Egypt’s Pope Tawadros II made a heartfelt plea on Wednesday (20 July) on behalf of his country’s Coptic minority which has suffered in excess of 12 violent incidents in the last two months.
Shifting the venue of his weekly sermon from the downtown Cathedral of Abbasia to the historic ‘hanging church’ of Old Cairo, the patriarch of the Coptic Orthodox Church prayed for “every family which has suffered a martyr.”
The choice of venue for the pope’s plea is highly symbolic. Built in the early centuries of Christianity, the ancient church has been used as a place of refuge from persecution.
The head of the Middle East’s largest Christian community offered a prayer asking “wisdom and a prudent mind” for his country’s officials – who have come under repeated criticism for failing to stem the tide of attacks against Christians.
“I pray …for the entire Egyptian people. I pray for your children everywhere, for every home now wounded, every family which has suffered a martyr,” implored Tawadros in the midst of a smaller congregation than the thousands who usually attend his Wednesday sermons.
“For every family which has suffered a martyr.”
Facing the altar at St. Mary’s in Old Cairo, Tawadros lifted up “failures that appear in some places,” adding “We pray for all […] bless them! Grant the spirit of wisdom, a sober and a prudent mind to all officials as they undertake their responsibilities.”
It was there a millennium ago that Coptic tradition mentions a predecessor of Tawadros who successfully prayed for the moving of the Mount of Mokattam (meaning ‘staggered’) which still overlooks Cairo.
Abram ibn Zaraa, the 62nd patriarch in the See of St. Mark (the apostle believed to have brought the Gospel to Egypt, martyred in Alexandria), led the whole Christian community in prayers at a time their very existence was at stake during the reign of the Muslim Fatimid Empire.
Challenged about the words of Jesus ‘If you have faith like a mustard seed, you’d tell this mountain to move and it would obey you,” the community prayed for deliverance before the mountain is believed to have moved in a freak earthquake-like phenomenon.
“[Pope Tawadros’s move to the Hanging Church] sends a message to the Christians of Egypt that consecutive persecution powers have come and gone, but the church of Egypt is still here,” a Christian source told World Watch Monitor, requesting anonymity.
The government-linked al-Bawabh News on Wednesday quoted Tawadros as saying, “We are mindful of issues, and the need to let the law take its course.”
‘Diseased’ with discrimination
On Monday, 18 July, the Egyptian Initiative of Personal Rights urged state institutions to enforce the law, noting 77 incidents of sectarian violence and tension in Minya governorate alone (to the south of the country) since January 25, 2011.
Bishop Makarius of Minya said (7 July), Egypt was “diseased” with discrimination. Home to double the national average of 10% Christians, Makarius’s diocese has seen nearly half of the recent attacks.

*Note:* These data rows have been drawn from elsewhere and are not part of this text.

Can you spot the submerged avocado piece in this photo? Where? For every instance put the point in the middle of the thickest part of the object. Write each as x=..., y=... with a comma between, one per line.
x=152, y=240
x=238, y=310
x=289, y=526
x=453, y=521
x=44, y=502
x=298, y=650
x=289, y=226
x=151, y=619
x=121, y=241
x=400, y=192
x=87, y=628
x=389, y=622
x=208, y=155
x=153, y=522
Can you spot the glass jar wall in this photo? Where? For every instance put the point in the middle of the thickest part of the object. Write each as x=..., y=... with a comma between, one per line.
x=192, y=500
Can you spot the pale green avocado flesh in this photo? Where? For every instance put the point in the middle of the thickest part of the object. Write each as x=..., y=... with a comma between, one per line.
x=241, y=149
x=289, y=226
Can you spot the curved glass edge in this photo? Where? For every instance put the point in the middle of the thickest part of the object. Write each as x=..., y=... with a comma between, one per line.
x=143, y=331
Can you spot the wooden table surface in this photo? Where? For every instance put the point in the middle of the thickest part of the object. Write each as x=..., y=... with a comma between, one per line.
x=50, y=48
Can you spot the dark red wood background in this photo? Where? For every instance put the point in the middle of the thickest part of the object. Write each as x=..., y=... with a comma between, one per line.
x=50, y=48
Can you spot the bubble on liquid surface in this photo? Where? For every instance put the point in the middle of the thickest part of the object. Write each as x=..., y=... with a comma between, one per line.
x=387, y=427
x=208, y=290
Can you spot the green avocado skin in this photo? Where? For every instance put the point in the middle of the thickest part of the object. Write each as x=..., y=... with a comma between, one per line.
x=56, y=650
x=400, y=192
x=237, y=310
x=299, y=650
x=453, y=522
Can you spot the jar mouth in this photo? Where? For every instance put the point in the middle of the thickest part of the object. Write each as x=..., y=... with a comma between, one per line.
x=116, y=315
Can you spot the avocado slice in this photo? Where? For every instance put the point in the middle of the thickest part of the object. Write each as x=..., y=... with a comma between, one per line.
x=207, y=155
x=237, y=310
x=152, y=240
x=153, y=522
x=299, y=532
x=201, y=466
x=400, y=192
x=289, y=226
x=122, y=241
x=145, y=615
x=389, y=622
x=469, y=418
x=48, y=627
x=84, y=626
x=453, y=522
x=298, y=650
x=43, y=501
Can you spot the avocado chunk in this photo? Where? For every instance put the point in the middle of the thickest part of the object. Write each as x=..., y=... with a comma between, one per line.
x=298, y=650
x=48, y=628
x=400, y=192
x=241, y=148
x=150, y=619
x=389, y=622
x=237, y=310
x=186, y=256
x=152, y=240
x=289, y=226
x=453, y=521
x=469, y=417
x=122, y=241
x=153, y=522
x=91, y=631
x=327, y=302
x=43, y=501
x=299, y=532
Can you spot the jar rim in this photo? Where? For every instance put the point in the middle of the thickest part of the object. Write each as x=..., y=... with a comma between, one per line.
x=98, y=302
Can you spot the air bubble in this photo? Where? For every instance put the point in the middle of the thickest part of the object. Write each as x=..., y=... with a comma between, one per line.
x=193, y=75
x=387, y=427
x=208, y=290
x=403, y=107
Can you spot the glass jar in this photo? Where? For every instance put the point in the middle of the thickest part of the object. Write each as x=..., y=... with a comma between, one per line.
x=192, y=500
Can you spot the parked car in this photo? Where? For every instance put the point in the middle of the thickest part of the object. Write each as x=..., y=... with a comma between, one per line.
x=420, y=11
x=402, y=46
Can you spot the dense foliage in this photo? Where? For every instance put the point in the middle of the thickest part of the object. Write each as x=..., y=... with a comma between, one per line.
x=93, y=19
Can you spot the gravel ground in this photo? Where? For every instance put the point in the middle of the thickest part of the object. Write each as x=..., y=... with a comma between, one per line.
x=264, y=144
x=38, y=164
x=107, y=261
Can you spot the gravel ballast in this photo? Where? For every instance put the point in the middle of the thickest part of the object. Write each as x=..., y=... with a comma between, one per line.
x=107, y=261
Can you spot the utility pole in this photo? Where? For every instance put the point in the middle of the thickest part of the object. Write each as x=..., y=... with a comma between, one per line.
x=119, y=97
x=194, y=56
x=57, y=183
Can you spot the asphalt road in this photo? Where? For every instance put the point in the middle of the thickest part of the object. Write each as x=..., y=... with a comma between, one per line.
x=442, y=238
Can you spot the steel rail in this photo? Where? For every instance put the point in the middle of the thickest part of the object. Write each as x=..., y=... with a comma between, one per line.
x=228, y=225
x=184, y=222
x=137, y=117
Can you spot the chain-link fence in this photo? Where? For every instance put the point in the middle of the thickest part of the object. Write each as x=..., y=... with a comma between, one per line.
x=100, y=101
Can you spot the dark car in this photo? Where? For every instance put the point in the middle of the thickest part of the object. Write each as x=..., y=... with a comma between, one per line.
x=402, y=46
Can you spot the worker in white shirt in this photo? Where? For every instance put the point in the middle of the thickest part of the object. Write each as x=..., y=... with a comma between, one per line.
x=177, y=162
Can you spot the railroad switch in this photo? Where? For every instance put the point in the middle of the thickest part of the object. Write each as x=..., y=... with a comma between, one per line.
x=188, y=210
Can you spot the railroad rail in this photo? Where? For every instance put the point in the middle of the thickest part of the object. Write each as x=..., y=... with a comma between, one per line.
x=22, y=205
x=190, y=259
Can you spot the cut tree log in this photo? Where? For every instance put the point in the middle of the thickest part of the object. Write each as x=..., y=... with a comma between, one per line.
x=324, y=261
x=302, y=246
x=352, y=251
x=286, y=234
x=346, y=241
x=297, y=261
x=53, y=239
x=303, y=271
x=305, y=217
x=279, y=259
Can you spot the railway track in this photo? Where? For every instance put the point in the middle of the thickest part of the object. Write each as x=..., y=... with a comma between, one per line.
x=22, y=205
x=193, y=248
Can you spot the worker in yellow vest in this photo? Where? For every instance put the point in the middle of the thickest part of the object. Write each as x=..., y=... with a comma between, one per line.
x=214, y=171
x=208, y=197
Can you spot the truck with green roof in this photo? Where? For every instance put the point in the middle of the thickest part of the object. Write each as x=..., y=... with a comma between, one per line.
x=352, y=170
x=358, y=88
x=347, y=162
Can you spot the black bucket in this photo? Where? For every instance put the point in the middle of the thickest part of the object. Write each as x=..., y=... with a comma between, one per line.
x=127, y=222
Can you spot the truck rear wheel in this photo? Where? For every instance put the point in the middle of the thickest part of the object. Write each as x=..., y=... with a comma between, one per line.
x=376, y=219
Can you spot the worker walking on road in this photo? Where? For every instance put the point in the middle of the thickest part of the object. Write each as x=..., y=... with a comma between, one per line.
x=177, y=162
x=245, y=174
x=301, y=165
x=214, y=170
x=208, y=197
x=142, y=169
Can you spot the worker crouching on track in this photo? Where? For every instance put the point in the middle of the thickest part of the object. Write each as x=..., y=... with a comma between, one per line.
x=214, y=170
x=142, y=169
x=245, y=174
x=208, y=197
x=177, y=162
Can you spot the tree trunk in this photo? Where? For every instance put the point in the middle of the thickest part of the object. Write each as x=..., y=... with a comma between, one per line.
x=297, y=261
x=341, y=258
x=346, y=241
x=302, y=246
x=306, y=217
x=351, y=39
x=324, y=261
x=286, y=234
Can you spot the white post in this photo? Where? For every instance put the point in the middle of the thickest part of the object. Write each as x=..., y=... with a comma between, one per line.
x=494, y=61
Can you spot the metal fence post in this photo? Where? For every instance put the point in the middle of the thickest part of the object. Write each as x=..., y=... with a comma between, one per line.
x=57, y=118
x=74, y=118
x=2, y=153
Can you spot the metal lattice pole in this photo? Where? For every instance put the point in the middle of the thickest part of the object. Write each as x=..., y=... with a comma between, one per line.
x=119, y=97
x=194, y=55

“The government has failed to deal with the issue of Christian-Muslim relations and sectarian attacks due to the dominance of a purely security mentality,” said Ishak Ibrahim, an EIPR researcher. “Problems are viewed as isolated incidents and the most needed comprehensive vision of causes, manifestations, or solutions is simply absent. Solutions are typically short sighted, and often unlawful.”
The EIPR “affirmed the importance of clear directives by state institutions to enforce the law in criminal incidents”.
It also cautioned against the official approach, which, it said, “dealt mainly with these violations through customary reconciliation sessions: an instrument that only serves to perpetuate tensions and creates a climate in which any dispute between citizens is liable to escalate into sectarian violence and collective punishment. It also strengthens the belief among some citizens that they have the right to dictate the practice of religious rites by other citizens.”
The EIPR also demanded that “immediate steps be taken to legalize the status of churches and existing church buildings where worship services are held without a permit. The law on the construction of churches and affiliated buildings, scheduled to be put to the House of Representatives, should be the subject of serious social debate”, it said.
However this law on church construction has been delayed for years.
Stressing Copts’ demands for equal rights, an article by the Church’s mouthpiece magazine, al-Kiraza, called for a non-discriminatory law free from administrative intransigence and prejudice.
Dozen incidents in seven weeks
In no less than three separate occasions, Copts were injured, and their homes looted, after rumours of a church being secretly built, an issue resulting from the lack of legal permissions for church construction.
One priest was killed in north-eastern Sinai after being called an “infidel fighter” while an assault on another killed a Christian and injured three more in Minya. Two women were both stabbed in the neck 83km northeast of Cairo, and a priest’s daughter narrowly escaped slaughter outside a church 500km south of the capital.